St. Simon’s legacy of faith and love starts in the winter of 1942-43. Green Pond residents would drive to Sacred Heart Parish, Rockaway Borough, for Mass, but because of gas rationing during World War II, Father Andrew Romanak, Sacred Heart’s pastor, was given permission to celebrate Mass in the Green Pond Hotel. In the summer, Masses were celebrated in the Community House in this resort area. On July 8, 1946, the parish was incorporated and received the name St. Simon, the parish history states.

That year, Father John McKenna was named administrator and built the church — the same structure that the parish uses today. Later, then-Father Carl Wolsin, who was appointed pastor in 1961, redecorated and remodeled the church after Vatican II. In 1966, St. Simon’s became a mission of St. Thomas the Apostle Parish, Oak Ridge, and then was designated as a parish in 1971. Thereafter, St. Simon’s built a new rectory and parish social hall, according to the parish history.

In recent decades, St. Simon Church has received many physical improvements. In the mid-1980s, Father Elso Introni, pastor, had the church interior repainted. In the 1990s, Father Joseph Anginoli, pastor, had the hall under the rectory converted into a gathering space, the front doors of the church replaced and a handicapped ramp installed, St. Simon’s history states.

In the 2000s, the church hall was converted into religious- education classrooms — a project started by Father Anginoli and completed by the next pastor, Father Marc Mancini. Also, Father Mancini oversaw development of a Marian shrine, renovation of the front of the church and the rebuilding of classrooms that Hurricane Sandy destroyed. Under Father Bay’s pastorate, St. Simon’s had the church steps and the ramp renovated and the Marian shrine enlarged, among other improvements, according to St. Simon’s history.

The 70th anniversary of St. Simon’s brings back lots of memories for Richard Kimble, a long-time trustee, who has been associated with the parish for 73 years — before its founding. Originally, a Sacred Heart parishioner, Kimble would trek to Green Pond with Father Romanak to assist at Mass. He also remembers, when Father McKenna lived in a bungalow on the hill behind the church.

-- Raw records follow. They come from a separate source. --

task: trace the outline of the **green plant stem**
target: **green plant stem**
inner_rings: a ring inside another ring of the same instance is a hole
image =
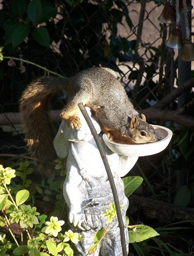
[[[53,71],[51,71],[49,69],[48,69],[48,68],[46,68],[44,67],[42,67],[41,66],[40,66],[38,64],[36,64],[36,63],[34,63],[34,62],[32,62],[31,61],[30,61],[29,60],[24,60],[23,59],[21,59],[20,58],[16,58],[15,57],[11,57],[10,56],[3,56],[3,59],[12,59],[15,60],[18,60],[19,61],[23,61],[23,62],[25,62],[25,63],[27,63],[28,64],[31,64],[32,65],[35,66],[35,67],[37,67],[37,68],[41,68],[42,69],[44,69],[44,70],[46,71],[47,72],[48,72],[50,74],[52,74],[53,75],[55,75],[57,76],[59,76],[59,77],[64,77],[64,76],[62,76],[61,75],[60,75],[58,73],[56,73],[55,72],[53,72]]]
[[[19,244],[18,244],[18,243],[17,242],[17,240],[16,239],[16,238],[15,237],[15,236],[14,235],[14,234],[13,234],[12,233],[12,231],[11,229],[11,228],[9,227],[10,226],[10,223],[9,222],[9,219],[8,218],[7,218],[7,215],[5,214],[5,213],[3,212],[3,211],[2,211],[3,213],[3,215],[5,218],[5,219],[6,219],[6,221],[7,222],[7,223],[8,223],[8,225],[7,224],[7,223],[5,222],[5,225],[7,226],[7,227],[8,228],[8,230],[9,230],[9,231],[10,232],[10,233],[11,234],[12,237],[13,237],[13,238],[14,239],[15,241],[16,242],[16,244],[17,245],[17,247],[19,247]]]
[[[32,237],[31,237],[31,234],[30,234],[30,232],[28,230],[28,229],[26,229],[26,233],[27,233],[28,234],[28,237],[30,239],[32,239]]]
[[[107,233],[107,231],[111,225],[111,223],[109,223],[109,224],[108,225],[107,228],[106,228],[105,229],[105,231],[104,232],[104,235],[102,236],[102,237],[100,238],[100,239],[99,240],[98,240],[97,243],[95,243],[95,244],[96,244],[97,245],[99,243],[100,243],[100,242],[101,242],[101,241],[102,240],[102,239],[103,239],[104,236],[106,235],[106,234]],[[86,254],[86,255],[85,256],[88,256],[89,255],[90,255],[90,254],[89,254],[89,253],[88,253],[88,254]]]
[[[2,184],[3,184],[3,186],[4,186],[4,187],[5,188],[6,191],[7,192],[7,193],[8,194],[8,195],[9,196],[10,198],[11,198],[11,200],[12,200],[12,203],[13,203],[14,206],[15,206],[16,209],[18,210],[18,208],[17,206],[16,205],[15,201],[14,200],[14,199],[13,198],[12,195],[10,194],[9,189],[7,188],[7,186],[6,186],[6,184],[5,184],[4,183],[3,183]],[[9,220],[8,220],[8,221],[9,221]],[[31,236],[30,235],[30,233],[29,233],[29,231],[27,229],[26,229],[26,231],[27,233],[28,234],[28,235],[29,238],[31,239]]]
[[[11,200],[12,200],[12,202],[13,204],[14,204],[14,206],[15,206],[16,209],[17,210],[18,210],[18,207],[17,206],[15,201],[14,200],[14,199],[13,198],[12,195],[10,194],[10,193],[9,192],[9,190],[7,188],[7,186],[6,186],[6,184],[5,184],[4,183],[4,182],[2,183],[2,184],[3,185],[3,187],[5,188],[6,191],[7,192],[7,193],[8,193],[9,196],[11,198]]]
[[[41,242],[41,243],[40,244],[40,246],[39,246],[39,252],[40,252],[40,250],[41,250],[41,249],[42,245],[43,244],[43,243],[44,243],[44,242],[45,241],[46,241],[46,239],[49,237],[49,234],[48,234],[48,235],[46,238],[45,238],[45,239],[44,239],[44,240],[43,240],[43,241],[42,241],[42,242]]]

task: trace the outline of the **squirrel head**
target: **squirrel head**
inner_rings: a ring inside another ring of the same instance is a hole
[[[128,125],[129,134],[135,144],[153,142],[158,140],[154,129],[146,121],[145,116],[132,118]]]

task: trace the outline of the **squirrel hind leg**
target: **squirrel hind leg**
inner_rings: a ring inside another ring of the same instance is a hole
[[[85,103],[86,100],[83,103]],[[80,111],[78,104],[73,101],[70,101],[63,109],[61,113],[62,118],[67,121],[73,129],[79,130],[81,126],[80,118],[77,113]]]
[[[61,116],[62,119],[69,124],[72,129],[76,129],[78,131],[81,126],[80,119],[76,114],[79,108],[77,108],[67,113],[63,111],[61,113]]]

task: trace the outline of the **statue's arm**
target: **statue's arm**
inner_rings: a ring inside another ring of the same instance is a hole
[[[138,157],[119,155],[119,168],[116,171],[120,177],[126,175],[135,165]]]
[[[80,191],[78,187],[82,181],[82,177],[75,163],[69,164],[64,185],[64,196],[69,207],[69,221],[74,226],[82,229],[81,224],[85,217],[81,205]]]

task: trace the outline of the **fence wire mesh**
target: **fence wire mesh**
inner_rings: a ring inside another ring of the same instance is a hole
[[[57,14],[38,26],[47,28],[49,47],[40,45],[30,32],[19,47],[11,50],[13,31],[9,30],[6,15],[12,2],[1,1],[0,29],[7,40],[5,56],[21,57],[67,77],[91,67],[109,67],[117,71],[133,103],[140,109],[159,102],[177,84],[178,50],[165,44],[172,25],[158,19],[163,3],[145,0],[50,2]],[[191,11],[188,14],[191,25],[193,14]],[[180,16],[184,20],[184,14]],[[184,31],[184,23],[181,26]],[[19,60],[7,60],[0,64],[1,113],[18,111],[18,100],[26,85],[35,77],[48,75],[39,67]],[[61,99],[53,102],[53,108],[61,107]]]

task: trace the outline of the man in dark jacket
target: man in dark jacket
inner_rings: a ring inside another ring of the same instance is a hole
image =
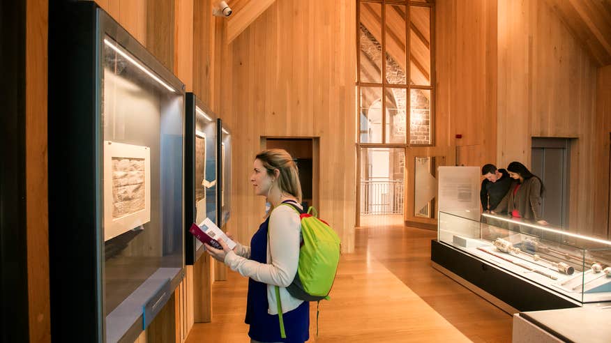
[[[505,169],[497,169],[495,165],[486,165],[481,168],[481,174],[485,178],[481,183],[479,192],[481,207],[484,212],[490,212],[509,192],[513,179]]]

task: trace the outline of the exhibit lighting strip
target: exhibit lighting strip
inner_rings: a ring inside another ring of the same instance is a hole
[[[204,113],[204,111],[200,109],[199,107],[198,107],[197,106],[195,107],[195,112],[197,112],[198,114],[199,114],[200,116],[203,116],[206,120],[208,120],[208,121],[212,121],[212,118],[210,118],[209,116],[206,116],[206,114]]]
[[[144,66],[142,66],[142,64],[140,64],[139,63],[138,63],[137,61],[136,61],[136,60],[135,60],[134,59],[131,58],[131,56],[130,56],[128,54],[126,54],[126,53],[125,53],[123,50],[121,50],[119,47],[117,47],[116,45],[115,45],[114,44],[113,44],[112,43],[111,43],[110,40],[108,40],[107,39],[104,38],[104,44],[105,44],[105,45],[108,45],[109,47],[110,47],[110,48],[112,49],[113,50],[116,51],[117,54],[120,54],[121,56],[123,56],[126,60],[128,60],[128,61],[129,61],[130,62],[131,62],[132,64],[133,64],[134,66],[135,66],[138,69],[139,69],[139,70],[142,70],[143,72],[144,72],[144,73],[146,73],[147,75],[150,76],[151,79],[154,79],[155,81],[158,82],[160,84],[161,84],[162,86],[163,86],[164,87],[165,87],[168,91],[171,91],[171,92],[175,92],[175,91],[176,91],[173,88],[170,87],[167,84],[166,84],[165,82],[164,82],[163,81],[162,81],[161,79],[160,79],[159,77],[157,77],[157,76],[156,76],[155,74],[153,74],[152,73],[151,73],[150,71],[149,71],[148,69],[146,69],[146,68],[144,68]]]
[[[549,227],[545,227],[542,226],[542,225],[536,225],[536,224],[530,224],[530,223],[527,223],[527,222],[520,222],[520,221],[518,221],[518,220],[512,220],[512,219],[509,219],[509,218],[502,218],[502,217],[497,217],[497,216],[496,216],[496,215],[490,215],[490,214],[488,214],[488,213],[482,213],[482,215],[484,216],[484,217],[488,217],[488,218],[494,218],[494,219],[497,219],[497,220],[504,220],[504,221],[507,222],[511,222],[511,223],[513,223],[513,224],[518,224],[518,225],[524,225],[524,226],[525,226],[525,227],[532,227],[532,228],[534,228],[534,229],[541,229],[541,230],[543,230],[543,231],[548,231],[548,232],[553,232],[553,233],[555,233],[555,234],[561,234],[561,235],[569,236],[571,236],[571,237],[575,237],[575,238],[580,238],[580,239],[584,239],[584,240],[586,240],[586,241],[591,241],[591,242],[596,242],[596,243],[601,243],[601,244],[606,244],[606,245],[611,245],[611,241],[605,241],[605,240],[603,240],[603,239],[594,238],[593,238],[593,237],[588,237],[588,236],[582,236],[582,235],[579,235],[579,234],[573,234],[573,233],[571,233],[571,232],[568,232],[568,231],[566,231],[557,230],[557,229],[551,229],[551,228],[549,228]]]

“St. Simon’s is a close-knit parish. Everybody knows everybody else. Every one is very generous and helps out anyway that they can. Father Richard is doing a tremendous job in upgrading the parish,” said Kimble, who delivered a presentation on St. Simon’s history recently at the parish, sponsored by the Green Pond History Asso ciation. “Every thing that people have done over the years to get St. Simon’s to where it is now is appreciated.”